Me conoce como nadie, sabe de mis pensamientos recurrentes, de mis dolores antiguos, de mis preguntas sin respuesta. Me mira y yo entiendo, lame mi mano para calmarme y sobre todo tiene un pedazo de mi corazón, y cuando ya no esté, ese pedazo la seguirá buscando en cada rincón de la casa, en cada sombra, en cada sueño.

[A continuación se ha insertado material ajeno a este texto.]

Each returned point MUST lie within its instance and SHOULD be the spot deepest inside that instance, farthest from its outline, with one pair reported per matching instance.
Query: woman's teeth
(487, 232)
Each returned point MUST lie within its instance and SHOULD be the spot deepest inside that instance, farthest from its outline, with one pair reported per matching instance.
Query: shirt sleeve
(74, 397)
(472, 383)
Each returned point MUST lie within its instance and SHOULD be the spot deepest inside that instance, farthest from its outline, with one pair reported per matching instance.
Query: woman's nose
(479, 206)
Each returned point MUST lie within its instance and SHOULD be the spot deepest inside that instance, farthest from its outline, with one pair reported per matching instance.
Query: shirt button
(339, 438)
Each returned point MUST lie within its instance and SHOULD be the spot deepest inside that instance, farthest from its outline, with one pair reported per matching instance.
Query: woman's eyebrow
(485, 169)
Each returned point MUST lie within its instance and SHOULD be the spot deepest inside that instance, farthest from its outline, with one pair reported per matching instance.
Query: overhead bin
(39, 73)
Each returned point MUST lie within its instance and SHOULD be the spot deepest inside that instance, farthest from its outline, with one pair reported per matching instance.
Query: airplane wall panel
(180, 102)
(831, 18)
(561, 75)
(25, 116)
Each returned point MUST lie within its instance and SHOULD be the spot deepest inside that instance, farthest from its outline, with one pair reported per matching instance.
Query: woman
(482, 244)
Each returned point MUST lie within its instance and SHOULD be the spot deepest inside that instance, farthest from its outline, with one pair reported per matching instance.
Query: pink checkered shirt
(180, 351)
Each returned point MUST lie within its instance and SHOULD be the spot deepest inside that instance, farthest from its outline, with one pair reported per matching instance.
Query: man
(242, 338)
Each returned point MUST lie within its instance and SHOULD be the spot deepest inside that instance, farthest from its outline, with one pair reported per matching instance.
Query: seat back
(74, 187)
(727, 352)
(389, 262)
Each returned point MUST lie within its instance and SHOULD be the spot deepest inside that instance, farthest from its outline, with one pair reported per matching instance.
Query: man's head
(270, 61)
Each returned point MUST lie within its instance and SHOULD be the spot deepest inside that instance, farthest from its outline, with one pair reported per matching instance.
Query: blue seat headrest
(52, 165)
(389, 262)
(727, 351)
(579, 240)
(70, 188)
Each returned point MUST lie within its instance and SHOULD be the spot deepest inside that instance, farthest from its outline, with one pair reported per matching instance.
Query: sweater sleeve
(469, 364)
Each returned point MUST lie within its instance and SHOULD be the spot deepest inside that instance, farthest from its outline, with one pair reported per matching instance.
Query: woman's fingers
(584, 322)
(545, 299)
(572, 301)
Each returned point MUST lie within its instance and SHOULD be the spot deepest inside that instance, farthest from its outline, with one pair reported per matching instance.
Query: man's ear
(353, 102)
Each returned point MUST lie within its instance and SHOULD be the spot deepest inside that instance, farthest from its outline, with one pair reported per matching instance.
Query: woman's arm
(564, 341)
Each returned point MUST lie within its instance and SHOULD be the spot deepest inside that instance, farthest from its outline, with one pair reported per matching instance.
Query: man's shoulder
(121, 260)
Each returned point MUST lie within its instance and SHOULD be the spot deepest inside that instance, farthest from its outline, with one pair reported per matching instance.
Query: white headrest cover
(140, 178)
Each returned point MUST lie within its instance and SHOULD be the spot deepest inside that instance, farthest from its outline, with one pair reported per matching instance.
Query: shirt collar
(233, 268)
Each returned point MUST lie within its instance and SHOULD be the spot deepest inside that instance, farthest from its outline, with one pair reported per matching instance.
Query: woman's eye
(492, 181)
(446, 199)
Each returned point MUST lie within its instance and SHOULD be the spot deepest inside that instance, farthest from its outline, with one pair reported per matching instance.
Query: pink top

Sé que me acompañará desde otro plano, porque siempre ha estado conmigo cuando más lo necesitaba. Porque su amor es tan genuino que ya lloro su partida (a pesar de haber hecho las paces con la muerte hace tiempo). Porque su ansiedad es la mía, y mis cardiopatías están presentes también en su pequeño pecho.
Milu, mi Shih Tzu amable y rebelde, este texto es para vos. Para tu hocico curioso, y tus patas inquietas, para tu mirada sabia y para todo lo que das sin pedir nada a cambio.
Si este escrito tuviera sonido, debería sonar la guitarra de John Denver, en un volumen bajo y melancólico. Y, como una caricia en soledad vibrarían los versos:
Let me lay down beside you, let me always be with you. Come let me love you, come love me again…
Así, entre versos y gruñidos con lágrimas de gratitud, me enseñas que el amor más puro a veces viene con cola y duerme al lado de tu mesa de noche.